No doubt about that. But Holly was sure Lukas would refuse. She was stunned when he didn’t.

“Why?” she’d demanded suspiciously.

“Because he understands responsibility,” Matt said, looking completely serious.

She should have said no then. She hadn’t, telling herself that arguing with Matt would make him unhappy. It might also make him wonder why she was protesting so much. Holly wouldn’t even let herself think about why she was protesting so much.

She didn’t want to think about Lukas, about how when he wasn’t irritating her, the very sight of his muscular chest, lopsided grin and sun-tipped shaggy hair made her blood run hot in her veins.

It meant nothing. She was engaged to Matt.

Still, she wasn’t prepared two weeks later when she opened the door to Lukas, drop-dead gorgeous in a dark suit, pristine white shirt and deep red tie, for the impact of six feet of walking testosterone. The sheer animal magnetism of the man made all Holly’s female hormones flutter in appreciation while her brain screamed, No! No, no, no!

But she could hardly send him home. What would she tell Matt?

So she pasted her best proper smile on her face and tried to pretend she was completely indifferent. Yes, he was gorgeous. Yes, he smiled and chatted and charmed her mother. Yes, he brought her a corsage, which he fastened just above her left breast, standing far too close for comfort, so close that she could smell a hint of pine in his aftershave and see the tiny cut on his jaw where he’d nicked himself shaving.

She leaned toward it instinctively, then jerked back, practically getting herself stabbed by a florist’s pin in the process. “Sorry,” she muttered, mortified. “Sorry.”

He just smiled his engaging Lukas smile, the I’m-so-sexy one she had seen him turn on other girls but which until that moment he had, thank God, never turned on her.

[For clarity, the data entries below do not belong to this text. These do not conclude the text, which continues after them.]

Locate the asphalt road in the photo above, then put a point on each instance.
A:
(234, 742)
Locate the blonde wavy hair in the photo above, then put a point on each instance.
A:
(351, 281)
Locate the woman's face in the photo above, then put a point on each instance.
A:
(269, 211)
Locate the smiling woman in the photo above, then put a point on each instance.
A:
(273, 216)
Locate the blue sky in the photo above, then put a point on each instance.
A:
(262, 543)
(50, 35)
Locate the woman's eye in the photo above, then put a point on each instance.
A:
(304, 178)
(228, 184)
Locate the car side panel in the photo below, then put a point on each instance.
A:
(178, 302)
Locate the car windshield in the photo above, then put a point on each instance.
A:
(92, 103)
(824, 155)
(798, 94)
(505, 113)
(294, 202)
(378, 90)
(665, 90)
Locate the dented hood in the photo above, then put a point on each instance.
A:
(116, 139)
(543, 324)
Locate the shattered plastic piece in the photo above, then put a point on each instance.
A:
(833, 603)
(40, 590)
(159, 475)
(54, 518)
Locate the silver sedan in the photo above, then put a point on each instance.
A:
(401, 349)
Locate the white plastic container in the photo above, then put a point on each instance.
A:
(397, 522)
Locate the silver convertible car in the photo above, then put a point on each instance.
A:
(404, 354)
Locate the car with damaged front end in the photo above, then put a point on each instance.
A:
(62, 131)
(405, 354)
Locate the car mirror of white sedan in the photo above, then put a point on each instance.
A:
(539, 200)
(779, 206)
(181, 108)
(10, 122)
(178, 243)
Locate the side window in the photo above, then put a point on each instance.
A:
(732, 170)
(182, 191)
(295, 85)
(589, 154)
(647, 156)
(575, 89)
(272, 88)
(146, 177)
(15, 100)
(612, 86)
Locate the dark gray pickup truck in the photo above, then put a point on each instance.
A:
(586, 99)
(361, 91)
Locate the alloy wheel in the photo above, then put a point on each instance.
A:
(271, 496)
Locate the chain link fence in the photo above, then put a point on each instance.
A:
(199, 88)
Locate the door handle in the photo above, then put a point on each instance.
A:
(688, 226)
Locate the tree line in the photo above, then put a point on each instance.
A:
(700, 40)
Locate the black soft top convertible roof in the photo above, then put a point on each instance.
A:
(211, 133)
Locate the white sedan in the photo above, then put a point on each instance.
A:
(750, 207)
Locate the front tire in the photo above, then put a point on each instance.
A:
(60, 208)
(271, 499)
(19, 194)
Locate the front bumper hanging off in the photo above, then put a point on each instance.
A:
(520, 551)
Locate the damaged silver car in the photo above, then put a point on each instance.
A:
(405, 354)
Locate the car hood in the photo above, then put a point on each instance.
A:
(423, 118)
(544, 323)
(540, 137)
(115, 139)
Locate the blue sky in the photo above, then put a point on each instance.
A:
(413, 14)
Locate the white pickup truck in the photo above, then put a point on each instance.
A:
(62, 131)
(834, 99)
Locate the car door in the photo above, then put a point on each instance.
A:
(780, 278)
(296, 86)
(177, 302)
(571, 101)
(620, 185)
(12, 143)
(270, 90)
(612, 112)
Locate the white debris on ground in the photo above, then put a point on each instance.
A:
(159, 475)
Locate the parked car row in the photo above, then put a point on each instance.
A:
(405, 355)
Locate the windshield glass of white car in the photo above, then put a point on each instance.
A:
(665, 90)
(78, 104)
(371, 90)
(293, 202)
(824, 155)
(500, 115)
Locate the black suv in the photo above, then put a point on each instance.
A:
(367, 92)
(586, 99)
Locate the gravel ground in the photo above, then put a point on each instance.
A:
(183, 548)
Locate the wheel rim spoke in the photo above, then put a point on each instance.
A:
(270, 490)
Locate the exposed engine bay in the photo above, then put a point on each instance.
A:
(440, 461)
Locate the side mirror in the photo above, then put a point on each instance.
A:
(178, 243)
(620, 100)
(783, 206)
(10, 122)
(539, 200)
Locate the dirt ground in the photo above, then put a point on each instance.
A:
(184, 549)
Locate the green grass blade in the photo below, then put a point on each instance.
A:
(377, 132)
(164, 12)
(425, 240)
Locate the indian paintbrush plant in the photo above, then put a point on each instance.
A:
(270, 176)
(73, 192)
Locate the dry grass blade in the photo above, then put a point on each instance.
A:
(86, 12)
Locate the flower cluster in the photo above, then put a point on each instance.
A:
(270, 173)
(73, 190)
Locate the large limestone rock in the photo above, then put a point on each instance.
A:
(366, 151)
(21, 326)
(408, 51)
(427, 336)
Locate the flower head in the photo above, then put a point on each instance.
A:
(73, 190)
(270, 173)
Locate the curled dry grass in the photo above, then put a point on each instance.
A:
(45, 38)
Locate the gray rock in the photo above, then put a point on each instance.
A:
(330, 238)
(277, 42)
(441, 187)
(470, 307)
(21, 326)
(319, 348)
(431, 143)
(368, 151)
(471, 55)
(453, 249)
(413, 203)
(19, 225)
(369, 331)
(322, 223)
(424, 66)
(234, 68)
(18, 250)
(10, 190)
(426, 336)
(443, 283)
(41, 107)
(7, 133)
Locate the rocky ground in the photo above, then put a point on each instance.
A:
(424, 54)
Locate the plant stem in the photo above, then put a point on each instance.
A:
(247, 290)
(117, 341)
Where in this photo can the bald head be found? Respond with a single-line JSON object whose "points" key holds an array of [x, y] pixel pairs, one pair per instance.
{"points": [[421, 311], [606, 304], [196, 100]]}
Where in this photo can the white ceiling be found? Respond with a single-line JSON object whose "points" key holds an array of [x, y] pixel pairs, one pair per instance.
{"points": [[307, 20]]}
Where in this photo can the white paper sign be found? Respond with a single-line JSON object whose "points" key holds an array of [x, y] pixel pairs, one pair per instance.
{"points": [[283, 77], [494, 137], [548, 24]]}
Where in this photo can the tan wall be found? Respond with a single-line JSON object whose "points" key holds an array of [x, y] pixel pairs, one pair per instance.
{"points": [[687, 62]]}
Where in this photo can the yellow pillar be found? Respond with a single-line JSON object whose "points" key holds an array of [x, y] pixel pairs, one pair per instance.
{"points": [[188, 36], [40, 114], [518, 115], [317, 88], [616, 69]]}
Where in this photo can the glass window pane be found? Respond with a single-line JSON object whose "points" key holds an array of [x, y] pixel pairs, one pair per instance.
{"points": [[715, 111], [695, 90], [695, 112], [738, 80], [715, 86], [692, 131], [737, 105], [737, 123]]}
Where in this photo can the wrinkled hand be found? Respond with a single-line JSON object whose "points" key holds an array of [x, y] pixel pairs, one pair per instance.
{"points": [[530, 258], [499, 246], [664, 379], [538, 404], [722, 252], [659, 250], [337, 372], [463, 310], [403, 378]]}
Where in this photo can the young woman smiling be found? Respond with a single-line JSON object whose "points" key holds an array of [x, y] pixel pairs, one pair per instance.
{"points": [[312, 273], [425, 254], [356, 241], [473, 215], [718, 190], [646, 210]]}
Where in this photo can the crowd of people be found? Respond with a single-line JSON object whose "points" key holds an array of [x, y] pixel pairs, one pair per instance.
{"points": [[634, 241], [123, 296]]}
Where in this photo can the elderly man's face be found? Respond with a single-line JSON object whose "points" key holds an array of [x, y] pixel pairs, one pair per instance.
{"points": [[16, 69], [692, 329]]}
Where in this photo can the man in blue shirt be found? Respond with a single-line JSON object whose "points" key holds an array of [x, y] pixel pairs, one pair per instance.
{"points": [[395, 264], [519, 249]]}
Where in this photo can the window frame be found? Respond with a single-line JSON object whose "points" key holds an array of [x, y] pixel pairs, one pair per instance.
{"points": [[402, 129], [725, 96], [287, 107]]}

“It looks good on you,” he said. It was a spray of tiny deep red roses. Delicate and aromatic. She drew a breath, trying to draw in the scent of roses to blot out the pine of his aftershave, to blot out Lukas.

But Lukas wouldn’t be blotted.

Worse, he unnerved her by being a perfect gentleman the whole time. He didn’t tease, he didn’t mock. He didn’t mention Matt or their engagement at all. He took her to dinner before the dance. It was expected. And Holly had thought they would go to one of the trendy upscale local places where most of her classmates went to see and be seen. But Lukas took her to a quiet romantic Italian place where he seemed to know everyone.

Holly couldn’t help looking surprised.

“We don’t have to go here,” Lukas said. “But I like it. It’s a little lower-key.”

Since when was Lukas lower-key? But Holly had nodded, glad they weren’t in the midst of a crowd. There might have been safety in numbers, but there would also have been lots of questions about what she was doing with Lukas, why she wasn’t with Matt.

They’d get asked at the dance, of course, but they wouldn’t become a conversation piece there. Holly didn’t want to be a conversation piece. “It’s fine,” she said. “I like it.” She managed her first real smile of the evening then, one that didn’t feel as if it had been welded to her lips.

Lukas smiled, too. Electricity arced between them—sharp and frighteningly genuine. “I’m glad,” Lukas said.